Figure 7-1. To find time windows of series that might intersect with the shaded circle, we only have to check segments that intersect with the six squares A–F. These squares involve considerably more area than we need to search, but in this case, only three segments having no intersection with the circle would have to be scanned because they intersect squares A–F. This means that we need only scan a small part of the total data in the time series database.

If we make the squares smaller like in Figure 7-2, we will have a more precise search that forces us to scan less data that doesn’t actually overlap with the circle. This is good, but as the squares get smaller, the number of data points in the time series during the overlap with each square becomes smaller and smaller. This makes the spatial index bigger and ultimately decreases efficiency.

With smaller squares, we have more squares to check, but they have an area closer to that of the circle of interest. The circle now intersects 13 squares, but only 2 segments with no intersection will be scanned, and those segments are shorter than before because the squares are smaller.

Figure 7-2. With smaller squares, we have more squares to check, but they have an area closer to that of the circle of interest. The circle now intersects 13 squares, but only 2 segments with no intersection will be scanned, and those segments are shorter than before because the squares are smaller.

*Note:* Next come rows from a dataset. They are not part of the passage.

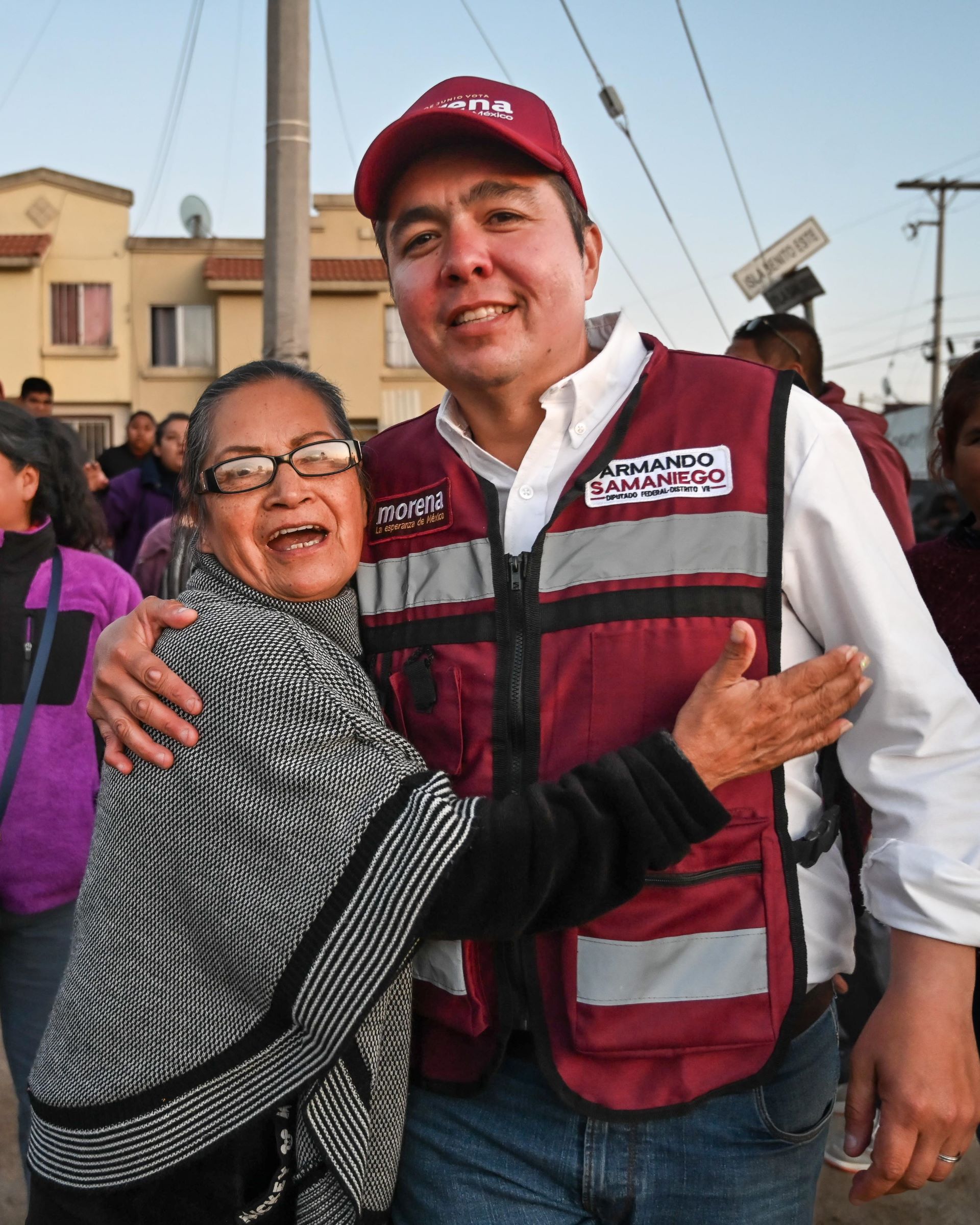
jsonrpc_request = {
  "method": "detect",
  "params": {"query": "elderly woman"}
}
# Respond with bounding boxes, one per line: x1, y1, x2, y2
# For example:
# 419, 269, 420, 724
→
28, 361, 728, 1225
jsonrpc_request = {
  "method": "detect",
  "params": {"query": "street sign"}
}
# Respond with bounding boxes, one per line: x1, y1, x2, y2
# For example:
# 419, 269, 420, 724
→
732, 217, 830, 299
762, 268, 827, 313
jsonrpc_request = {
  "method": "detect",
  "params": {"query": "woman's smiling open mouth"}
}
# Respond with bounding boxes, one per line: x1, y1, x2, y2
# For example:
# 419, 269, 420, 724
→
266, 523, 330, 552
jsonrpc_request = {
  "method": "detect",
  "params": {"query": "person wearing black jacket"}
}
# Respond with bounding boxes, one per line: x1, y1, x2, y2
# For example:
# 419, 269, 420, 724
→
98, 409, 157, 480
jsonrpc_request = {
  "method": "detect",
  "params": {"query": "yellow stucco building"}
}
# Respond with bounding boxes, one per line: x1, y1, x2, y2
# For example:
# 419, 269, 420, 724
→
0, 168, 441, 454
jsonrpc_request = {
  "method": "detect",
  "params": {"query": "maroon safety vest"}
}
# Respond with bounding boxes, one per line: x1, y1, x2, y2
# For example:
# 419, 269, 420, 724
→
358, 338, 806, 1117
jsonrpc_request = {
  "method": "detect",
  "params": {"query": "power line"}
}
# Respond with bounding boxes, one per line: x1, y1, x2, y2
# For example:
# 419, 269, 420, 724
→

It is sometimes not possible to find a universal size of square that works well for all of the time series in the database. To avoid that problem, you can create an adaptive spatial index in which intersections are recorded at the smallest scale square possible that still gives enough samples in the time series segment to be efficient. If a time series involves slow motion, a very fine grid will be used. If the time series involves faster motion, a coarser grid will be used. A time series that moves quickly sometimes and more slowly at other times will have a mix of fine and coarse squares. In a database using a blobbed storage format, a good rule of thumb is to record intersections at whichever size square roughly corresponds a single blob of data.

Space-Filling Curves

As a small optimization, you can label the squares in the spatial index according to a pattern known as a Hilbert curve, as shown in Figure 7-3. This labeling is recursively defined so that finer squares share the prefix of their label with overlapping coarser squares. Another nice property of Hilbert labeling is that roughly round or square regions will overlap squares with large runs of sequential labels. This can mean that a database such as Apache HBase that orders items according to their key may need to do fewer disk seeks when finding the content associated with these squares.

A square can be recursively divided into quarters and labeled in such a way that the roughly round regions will overlap squares that are nearly contiguous. This ordering can make retrieving the contents associated with each square fast in a database like HBase or MapR-DB because it results in more streaming I/O. This labeling is recursively defined and is closely related to the Hilbert curve.

Figure 7-3. A square can be recursively divided into quarters and labeled in such a way that the roughly round regions will overlap squares that are nearly contiguous. This ordering can make retrieving the contents associated with each square fast in a database like HBase or MapR-DB because it results in more streaming I/O. This labeling is recursively defined and is closely related to the Hilbert curve.

Whether or not this is an important optimization will depend on how large your geo-index of squares is. Note that Hilbert labeling of squares does not change how the time series themselves are stored, only how the index of squares that is used to find intersections is stored. In many modern systems, the square index will be small enough to fit in memory. If so, Hilbert labeling of the squares will be an unnecessary inconvenience.